Если не знать, что разговор происходит между двумя спецназовцами, в Чечне, в 94-м году, вполне можно представить эту фразу как начало классической истории в духе Толстого или Куприна: «Вы не были знакомы с графиней N такого-то уезда?» или «Я спросил графа, не служил ли он в те годы N-ском полку?» По сути, что делает Прилепин? Он помещает своих нескладных героев в общечеловеческий контекст, возвращает им право на историю и память. Этот сборник (как и предыдущий, «Грех»)—попытка создать историю из расплывчатых, разрозненных кусков 90-х годов, придать им степенность, цельность, сложить их, наконец, в единую историю страны, которая промчалась перед нами, кажется, в каком-то бессмысленном бешеном галопе. Повседневная жизнь 90-х в нашем сознании до сих пор воспринимается как некая черная дыра, как сплошной хаос. Прилепин пытается этот хаос превратить в космос, восстановить по мере сил прервавшуюся шекспировскую «связь времен». Да, были люди. В сущности, не хуже и не лучше других, но—были. Вот что важно.

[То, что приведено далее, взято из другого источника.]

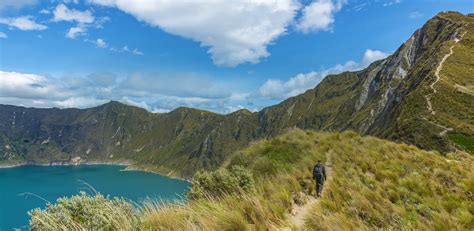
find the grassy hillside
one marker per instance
(376, 184)
(420, 95)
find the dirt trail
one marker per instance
(300, 213)
(438, 77)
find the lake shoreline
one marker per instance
(129, 167)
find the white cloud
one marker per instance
(16, 4)
(235, 32)
(79, 102)
(62, 13)
(100, 43)
(125, 49)
(98, 88)
(372, 55)
(83, 19)
(23, 23)
(319, 15)
(74, 32)
(278, 89)
(415, 14)
(137, 52)
(392, 2)
(30, 86)
(45, 11)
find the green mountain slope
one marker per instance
(376, 184)
(420, 95)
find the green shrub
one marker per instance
(222, 182)
(85, 212)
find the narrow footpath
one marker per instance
(297, 218)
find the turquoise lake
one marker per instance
(52, 182)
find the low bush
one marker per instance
(86, 212)
(221, 182)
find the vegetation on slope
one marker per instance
(389, 99)
(376, 184)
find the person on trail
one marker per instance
(319, 174)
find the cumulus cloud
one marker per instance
(319, 15)
(125, 49)
(160, 95)
(45, 11)
(415, 14)
(235, 32)
(83, 20)
(392, 2)
(74, 32)
(100, 43)
(63, 13)
(372, 55)
(278, 89)
(23, 23)
(16, 4)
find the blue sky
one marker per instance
(214, 55)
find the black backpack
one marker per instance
(318, 170)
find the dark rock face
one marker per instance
(388, 99)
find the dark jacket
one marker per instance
(317, 174)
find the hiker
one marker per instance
(319, 174)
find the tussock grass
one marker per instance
(376, 185)
(379, 184)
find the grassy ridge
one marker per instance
(380, 184)
(376, 184)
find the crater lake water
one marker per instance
(51, 182)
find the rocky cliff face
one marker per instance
(420, 95)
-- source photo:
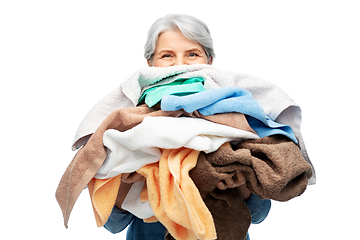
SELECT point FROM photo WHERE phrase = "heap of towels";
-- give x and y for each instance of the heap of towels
(185, 128)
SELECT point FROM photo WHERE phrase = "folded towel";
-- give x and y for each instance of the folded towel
(276, 104)
(174, 198)
(89, 158)
(180, 87)
(273, 167)
(225, 100)
(130, 150)
(103, 194)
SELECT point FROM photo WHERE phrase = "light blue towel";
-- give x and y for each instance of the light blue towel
(225, 100)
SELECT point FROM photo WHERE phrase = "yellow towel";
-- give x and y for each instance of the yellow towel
(103, 194)
(175, 199)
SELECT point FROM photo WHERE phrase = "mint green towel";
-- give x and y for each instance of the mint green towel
(180, 87)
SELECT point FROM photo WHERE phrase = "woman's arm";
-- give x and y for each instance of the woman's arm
(120, 218)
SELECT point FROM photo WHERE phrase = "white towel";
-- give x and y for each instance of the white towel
(130, 150)
(276, 103)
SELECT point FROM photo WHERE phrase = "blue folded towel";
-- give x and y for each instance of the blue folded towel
(225, 100)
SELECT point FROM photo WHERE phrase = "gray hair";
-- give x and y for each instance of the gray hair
(191, 27)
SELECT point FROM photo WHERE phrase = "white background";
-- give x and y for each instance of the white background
(58, 58)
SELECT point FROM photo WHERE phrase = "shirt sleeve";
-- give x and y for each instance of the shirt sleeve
(259, 208)
(118, 220)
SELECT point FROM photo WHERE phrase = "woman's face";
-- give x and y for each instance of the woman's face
(173, 48)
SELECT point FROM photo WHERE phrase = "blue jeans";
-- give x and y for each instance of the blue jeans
(139, 230)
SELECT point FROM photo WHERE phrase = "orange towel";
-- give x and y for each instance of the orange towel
(103, 194)
(175, 199)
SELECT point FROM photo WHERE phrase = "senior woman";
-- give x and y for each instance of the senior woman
(177, 39)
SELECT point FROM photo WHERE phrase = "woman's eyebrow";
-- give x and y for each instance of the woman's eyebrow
(165, 51)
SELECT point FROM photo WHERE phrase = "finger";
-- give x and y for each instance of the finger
(230, 183)
(124, 176)
(133, 177)
(221, 185)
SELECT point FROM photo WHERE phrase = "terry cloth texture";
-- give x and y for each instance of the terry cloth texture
(179, 87)
(103, 194)
(89, 158)
(277, 105)
(130, 150)
(174, 198)
(224, 100)
(274, 167)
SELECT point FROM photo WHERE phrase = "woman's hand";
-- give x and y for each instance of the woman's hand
(132, 177)
(238, 181)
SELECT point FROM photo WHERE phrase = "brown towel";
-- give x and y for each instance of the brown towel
(89, 158)
(273, 166)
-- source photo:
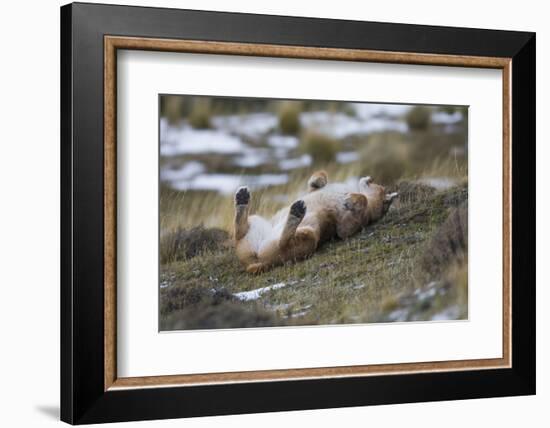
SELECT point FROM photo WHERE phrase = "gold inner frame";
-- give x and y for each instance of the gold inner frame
(113, 43)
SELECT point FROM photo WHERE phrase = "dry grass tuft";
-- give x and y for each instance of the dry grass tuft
(183, 244)
(449, 245)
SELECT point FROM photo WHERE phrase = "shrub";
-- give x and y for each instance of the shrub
(411, 192)
(183, 244)
(289, 119)
(418, 118)
(321, 148)
(172, 108)
(223, 315)
(199, 117)
(385, 159)
(449, 244)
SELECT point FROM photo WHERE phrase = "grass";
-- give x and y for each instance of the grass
(199, 117)
(321, 148)
(418, 118)
(367, 278)
(289, 118)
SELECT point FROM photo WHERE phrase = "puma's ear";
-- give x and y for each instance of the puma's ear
(391, 196)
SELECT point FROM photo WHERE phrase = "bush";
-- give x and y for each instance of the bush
(289, 119)
(385, 159)
(418, 118)
(449, 244)
(321, 148)
(172, 108)
(183, 244)
(199, 117)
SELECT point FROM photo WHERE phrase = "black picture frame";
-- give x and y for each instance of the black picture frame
(83, 398)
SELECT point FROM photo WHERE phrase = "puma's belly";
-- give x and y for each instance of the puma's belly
(330, 197)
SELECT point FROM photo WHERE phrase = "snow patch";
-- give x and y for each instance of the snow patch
(246, 296)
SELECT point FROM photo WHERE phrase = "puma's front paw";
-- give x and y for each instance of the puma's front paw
(355, 202)
(242, 197)
(298, 209)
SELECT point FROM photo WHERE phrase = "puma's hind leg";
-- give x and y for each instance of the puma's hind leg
(295, 215)
(353, 215)
(317, 181)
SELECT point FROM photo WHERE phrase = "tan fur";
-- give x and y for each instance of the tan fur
(294, 233)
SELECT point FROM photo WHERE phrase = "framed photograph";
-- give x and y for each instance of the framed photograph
(267, 213)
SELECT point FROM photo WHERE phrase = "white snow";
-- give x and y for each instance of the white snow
(284, 141)
(444, 118)
(255, 294)
(248, 125)
(340, 125)
(186, 140)
(368, 110)
(302, 161)
(185, 172)
(228, 183)
(252, 157)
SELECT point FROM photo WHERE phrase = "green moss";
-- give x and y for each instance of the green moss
(199, 118)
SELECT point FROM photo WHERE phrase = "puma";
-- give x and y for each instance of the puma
(294, 233)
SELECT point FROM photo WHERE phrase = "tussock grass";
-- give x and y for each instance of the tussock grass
(201, 112)
(344, 282)
(182, 244)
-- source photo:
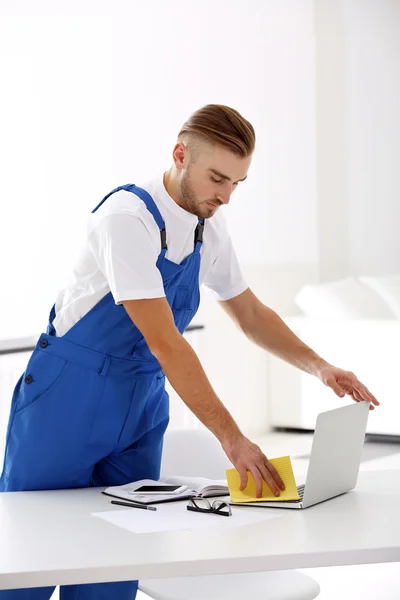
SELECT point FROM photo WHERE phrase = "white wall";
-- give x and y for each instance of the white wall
(372, 75)
(358, 133)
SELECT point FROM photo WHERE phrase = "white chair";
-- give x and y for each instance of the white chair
(197, 453)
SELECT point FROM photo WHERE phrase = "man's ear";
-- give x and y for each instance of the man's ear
(179, 155)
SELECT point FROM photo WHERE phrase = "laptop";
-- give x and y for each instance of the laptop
(335, 457)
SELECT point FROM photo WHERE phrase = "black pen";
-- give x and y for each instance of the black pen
(132, 505)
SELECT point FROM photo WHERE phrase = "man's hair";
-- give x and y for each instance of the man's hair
(219, 124)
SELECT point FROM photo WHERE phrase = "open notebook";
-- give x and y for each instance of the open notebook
(197, 486)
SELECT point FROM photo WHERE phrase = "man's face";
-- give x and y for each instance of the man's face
(208, 182)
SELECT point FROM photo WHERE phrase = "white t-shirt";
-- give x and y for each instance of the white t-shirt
(122, 247)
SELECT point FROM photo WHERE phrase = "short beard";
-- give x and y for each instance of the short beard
(188, 197)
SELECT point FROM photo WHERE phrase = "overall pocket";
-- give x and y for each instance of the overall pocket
(42, 374)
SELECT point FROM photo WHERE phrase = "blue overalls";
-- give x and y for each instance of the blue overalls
(91, 408)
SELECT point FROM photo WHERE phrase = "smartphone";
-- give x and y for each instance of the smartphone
(159, 489)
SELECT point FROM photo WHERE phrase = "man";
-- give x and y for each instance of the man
(91, 408)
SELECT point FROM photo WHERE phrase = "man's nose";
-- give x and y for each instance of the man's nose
(225, 196)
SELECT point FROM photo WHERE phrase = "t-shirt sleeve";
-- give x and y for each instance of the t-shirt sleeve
(225, 279)
(127, 253)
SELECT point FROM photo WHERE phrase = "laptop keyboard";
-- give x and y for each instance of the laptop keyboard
(300, 489)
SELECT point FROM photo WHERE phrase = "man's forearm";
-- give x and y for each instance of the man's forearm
(186, 375)
(267, 330)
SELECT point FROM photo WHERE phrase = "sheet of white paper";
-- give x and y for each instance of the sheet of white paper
(175, 517)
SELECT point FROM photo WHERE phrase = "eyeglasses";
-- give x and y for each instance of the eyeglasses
(218, 507)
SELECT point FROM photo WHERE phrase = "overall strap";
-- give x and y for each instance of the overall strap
(150, 205)
(198, 235)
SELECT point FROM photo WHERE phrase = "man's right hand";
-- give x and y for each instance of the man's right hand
(246, 456)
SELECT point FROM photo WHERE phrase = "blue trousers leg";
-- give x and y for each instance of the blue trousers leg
(139, 461)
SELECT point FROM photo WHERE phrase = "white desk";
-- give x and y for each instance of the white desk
(49, 538)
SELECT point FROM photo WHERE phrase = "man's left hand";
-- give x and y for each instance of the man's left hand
(345, 382)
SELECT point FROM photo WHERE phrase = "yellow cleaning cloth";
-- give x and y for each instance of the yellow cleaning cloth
(284, 468)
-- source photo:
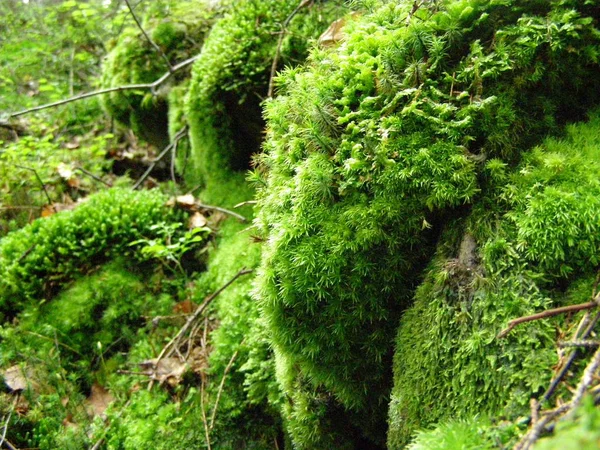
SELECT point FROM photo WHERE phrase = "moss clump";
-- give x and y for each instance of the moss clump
(529, 253)
(179, 29)
(71, 343)
(37, 259)
(370, 149)
(231, 78)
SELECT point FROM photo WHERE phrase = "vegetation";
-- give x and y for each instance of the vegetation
(410, 262)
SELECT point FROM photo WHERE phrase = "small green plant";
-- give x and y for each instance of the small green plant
(167, 246)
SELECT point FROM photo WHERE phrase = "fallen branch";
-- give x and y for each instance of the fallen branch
(223, 210)
(37, 175)
(173, 344)
(129, 87)
(150, 41)
(283, 32)
(180, 134)
(220, 391)
(543, 315)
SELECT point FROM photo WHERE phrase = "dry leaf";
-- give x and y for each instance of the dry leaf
(17, 378)
(98, 401)
(65, 171)
(170, 370)
(335, 32)
(184, 307)
(198, 220)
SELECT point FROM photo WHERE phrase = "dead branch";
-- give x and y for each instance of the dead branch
(150, 41)
(173, 344)
(282, 34)
(579, 343)
(92, 176)
(37, 175)
(584, 384)
(223, 210)
(129, 87)
(180, 134)
(544, 314)
(220, 391)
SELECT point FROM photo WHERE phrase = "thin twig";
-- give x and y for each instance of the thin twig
(55, 341)
(579, 343)
(180, 134)
(220, 391)
(174, 342)
(203, 409)
(247, 202)
(94, 177)
(150, 41)
(544, 314)
(37, 175)
(283, 32)
(223, 210)
(152, 86)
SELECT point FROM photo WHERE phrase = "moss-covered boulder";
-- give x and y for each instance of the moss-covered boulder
(372, 150)
(230, 80)
(531, 244)
(178, 29)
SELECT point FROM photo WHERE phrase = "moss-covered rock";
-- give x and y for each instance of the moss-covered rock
(530, 245)
(372, 149)
(231, 77)
(178, 29)
(37, 259)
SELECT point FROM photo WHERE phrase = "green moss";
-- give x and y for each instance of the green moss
(380, 139)
(37, 259)
(231, 77)
(178, 28)
(449, 362)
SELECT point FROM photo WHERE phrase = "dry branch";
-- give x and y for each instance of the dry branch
(180, 134)
(282, 33)
(150, 41)
(545, 314)
(129, 87)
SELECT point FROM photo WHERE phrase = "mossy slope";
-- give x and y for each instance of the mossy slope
(371, 149)
(534, 246)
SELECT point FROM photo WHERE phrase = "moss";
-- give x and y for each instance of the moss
(179, 29)
(373, 146)
(449, 362)
(231, 77)
(37, 259)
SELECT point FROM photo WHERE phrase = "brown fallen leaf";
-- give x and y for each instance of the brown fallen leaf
(169, 370)
(17, 378)
(98, 401)
(198, 220)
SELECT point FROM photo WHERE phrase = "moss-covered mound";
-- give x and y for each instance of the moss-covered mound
(532, 244)
(372, 150)
(37, 259)
(178, 29)
(231, 78)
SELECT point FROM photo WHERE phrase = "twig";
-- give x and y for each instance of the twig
(248, 202)
(586, 380)
(150, 41)
(39, 179)
(180, 134)
(94, 177)
(549, 313)
(152, 86)
(223, 210)
(283, 32)
(174, 342)
(55, 341)
(580, 343)
(567, 365)
(220, 391)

Ну и, наконец, нельзя не отметить, что Прилепин овладел малопопулярным теперь жанром рассказа в совершенстве. «Совершенство»—это когда в первых двух предложениях описывается ситуация так, что уже дальше можно ничего не объяснять: «Братик пришел из тюрьмы и взялся за ум. «Мама,—говорит,—я взялся за ум. Дай пять тысяч рублей». («Пацанский рассказ»). Никчемушные люди, у которых ничего не ладится не потому что они плохие, а потому что не ладится, и все—эта тема, можно сказать, уже застолблена Прилепиным в русской литературе.
Заканчивает же Прилепин, как и следовало ожидать, почти по-библейски, мудрствованиями про женщин: «И так нужно относиться к женщине, будто она дочь твоя; так и звать ее: «Дочка, доченька».
Забавнее всего, что самый неудачный из всех этих удачных рассказов—тот самый, про ботинки с водкой, который на самом деле—про политику. Про жизнь Прилепин пишет несравненно лучше.